German inflation rose by 0.4% in February after rising by 1.5% in January. The core rate fell by 0.3% in February after rising by 0.6% in January. Sequential growth rates show that the HICP measure of inflation for Germany rose at a 5.5% annual rate over 12 months, accelerated to a 7.8% rate over six months but cooled its pace to 7.4% over three months. Similarly, core inflation rose by 3.1% over 12 months, at a 4.1% annual rate over six months, then fell back to a 1.8% pace over three months. The bad news, of course, is that inflation in Germany remains exceptionally high; 5.5% is an extremely high headline inflation rate. The core pace of 3.1% is well above the 2% goal for inflation for the entire of the EMU area set by the European Central Bank. However, inflation in Germany is decelerating! It decelerated from six-months to three-months for the headline; for the core the deceleration is substantial and significant.
...and the details are devilishly good In addition to deceleration in the HICP, diffusion calculations show that the increases for inflation by category are actually not prevalent. However, over 12 months inflation is high, virulent, and broad-based. The 12-month inflation rate, which is at a 5.5% pace for the HICP headline, is 5.2% for the German domestic CPI. It registers a 72.7% diffusion reading. That's an extremely high reading, but that's for the year-over-year pace compared to the pace of one-year ago.
If we look at a six-month horizon, inflation rate accelerates to 7.8% from 5.5% in the HICP while the domestic gauge accelerates to 6.7% from 5.2% inflation. But over six months diffusion drops to 36.4%. This is significant. Below 50% diffusion is telling us that inflation is not very widespread. In fact, it's telling us that falling inflation is a more common characteristic than rising inflation. At 36.4%, diffusion for German inflation has already cooled broadly compared to 12-months despite the increase in the headline rate. Of course, what that means is that inflation is being carried ahead by just a few categories pushing the headline up aggressively even though that kind of inflation experience does not line up across most categories.
The three-month HICP headline shows deceleration to a 7.4% pace from 7.8%. For the German domestic inflation rate, however, there is an acceleration to a 7.4% pace from a 6.7% pace.
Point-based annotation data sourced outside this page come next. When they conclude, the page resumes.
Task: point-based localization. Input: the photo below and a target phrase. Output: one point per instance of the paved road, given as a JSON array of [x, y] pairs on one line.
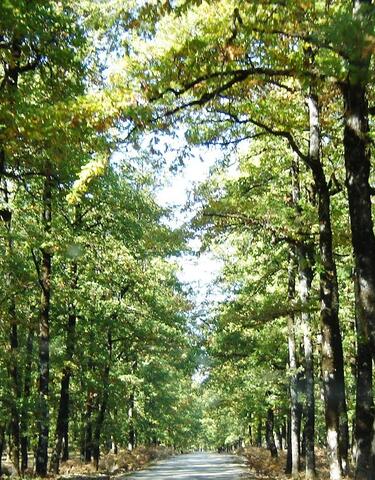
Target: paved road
[[195, 466]]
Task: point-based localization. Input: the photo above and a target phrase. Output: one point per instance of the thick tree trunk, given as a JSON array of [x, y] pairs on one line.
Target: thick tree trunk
[[364, 413], [357, 166], [270, 439], [332, 352], [62, 424], [26, 400], [41, 463]]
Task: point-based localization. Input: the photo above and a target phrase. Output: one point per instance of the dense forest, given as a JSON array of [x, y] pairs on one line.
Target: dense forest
[[103, 348]]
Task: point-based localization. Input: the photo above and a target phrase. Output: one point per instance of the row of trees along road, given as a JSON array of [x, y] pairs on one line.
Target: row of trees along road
[[91, 309], [96, 347], [292, 82]]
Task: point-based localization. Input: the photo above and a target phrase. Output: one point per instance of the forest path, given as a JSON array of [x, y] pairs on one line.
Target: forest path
[[195, 466]]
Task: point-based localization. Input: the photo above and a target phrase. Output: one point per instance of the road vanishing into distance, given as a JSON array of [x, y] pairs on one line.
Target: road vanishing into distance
[[195, 466]]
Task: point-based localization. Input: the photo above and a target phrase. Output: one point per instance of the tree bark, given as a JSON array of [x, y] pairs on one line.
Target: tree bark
[[104, 402], [293, 385], [259, 433], [62, 424], [26, 400], [305, 281], [270, 433], [364, 460], [331, 352], [87, 448], [41, 463], [132, 436]]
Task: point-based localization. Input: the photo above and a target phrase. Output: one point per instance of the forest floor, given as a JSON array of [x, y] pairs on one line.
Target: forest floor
[[113, 464], [263, 466]]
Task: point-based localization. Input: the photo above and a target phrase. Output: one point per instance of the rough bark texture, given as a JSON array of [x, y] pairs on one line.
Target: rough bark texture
[[305, 280], [259, 433], [270, 433], [87, 447], [364, 415], [104, 403], [332, 352], [41, 462], [357, 166], [62, 424], [293, 386], [26, 398]]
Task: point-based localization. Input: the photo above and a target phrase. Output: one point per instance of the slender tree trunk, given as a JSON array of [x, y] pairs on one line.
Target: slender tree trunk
[[104, 403], [288, 463], [41, 463], [270, 433], [332, 352], [26, 400], [364, 413], [293, 386], [132, 433], [132, 438], [305, 281], [14, 374], [62, 424], [259, 439], [87, 437]]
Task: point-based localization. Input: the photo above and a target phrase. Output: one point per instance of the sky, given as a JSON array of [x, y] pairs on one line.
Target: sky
[[198, 271]]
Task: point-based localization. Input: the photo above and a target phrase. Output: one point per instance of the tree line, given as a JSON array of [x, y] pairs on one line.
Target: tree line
[[285, 88], [97, 345]]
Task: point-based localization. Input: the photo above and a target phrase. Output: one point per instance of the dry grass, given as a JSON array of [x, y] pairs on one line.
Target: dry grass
[[263, 466], [112, 464]]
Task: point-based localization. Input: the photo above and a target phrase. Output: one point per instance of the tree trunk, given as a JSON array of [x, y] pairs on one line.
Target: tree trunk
[[87, 437], [293, 385], [41, 463], [364, 413], [332, 352], [104, 403], [259, 433], [13, 366], [26, 400], [62, 425], [270, 433], [132, 437], [305, 281]]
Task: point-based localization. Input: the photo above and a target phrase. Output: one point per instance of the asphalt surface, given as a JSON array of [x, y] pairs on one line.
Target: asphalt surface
[[195, 466]]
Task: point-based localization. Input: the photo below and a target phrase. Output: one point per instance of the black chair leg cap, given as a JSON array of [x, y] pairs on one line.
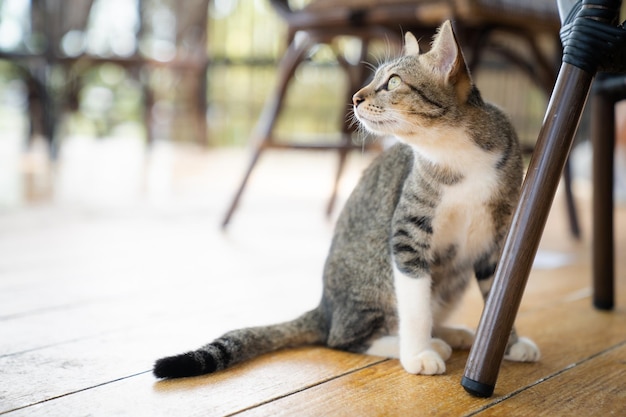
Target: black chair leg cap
[[477, 389]]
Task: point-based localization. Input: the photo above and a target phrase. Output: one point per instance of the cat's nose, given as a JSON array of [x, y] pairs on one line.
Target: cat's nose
[[357, 99]]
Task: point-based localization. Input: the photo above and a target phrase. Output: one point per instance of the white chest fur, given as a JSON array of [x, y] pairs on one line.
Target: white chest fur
[[463, 216]]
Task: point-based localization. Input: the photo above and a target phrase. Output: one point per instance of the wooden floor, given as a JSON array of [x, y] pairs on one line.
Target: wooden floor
[[116, 260]]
The domestic CPI excluding energy accelerates to 3.7% from 3.5%. The domestic ex-energy acceleration is a small one, but it's different from the HICP core which showed a significant decline to a pace of 1.8%. However, when we look at the details of diffusion, we find once again that the diffusion for inflation over three months compared to six months there's only a 36.4% diffusion marker. Inflation does not accelerate broadly over three months compared to six months either.
The behavior of inflation overall depends in some sense which of these gauges you want to look at. Over three months, it's decelerating for headline inflation and accelerating for the domestic measurement; it's decelerating for core HICP or it's accelerating for the CPI excluding energy. So, what you see for German inflation depends a lot on the actual metric you want to use to measure it. However, if you look down the line at various components of the CPI report, you find that inflation is not accelerating very many places. And in most places, there is a decelerating pace over three months and over six months. That is an important consistency.
Oil It's also interesting that this is happening in Germany as Brent oil prices continue to push higher. In February Brent was 9.6% higher than in January; January was 14% higher than in December; the December Brent price did back off by 6.3%. If we look at the sequential growth rates, over 12 months Brent is up at a 61% annual rate, over six months it's up at a 91.5% annual rate, and over three months it's up at an 88.1% annual rate. Yet, the inflation metrics do not show that inflation is permeating the German economy.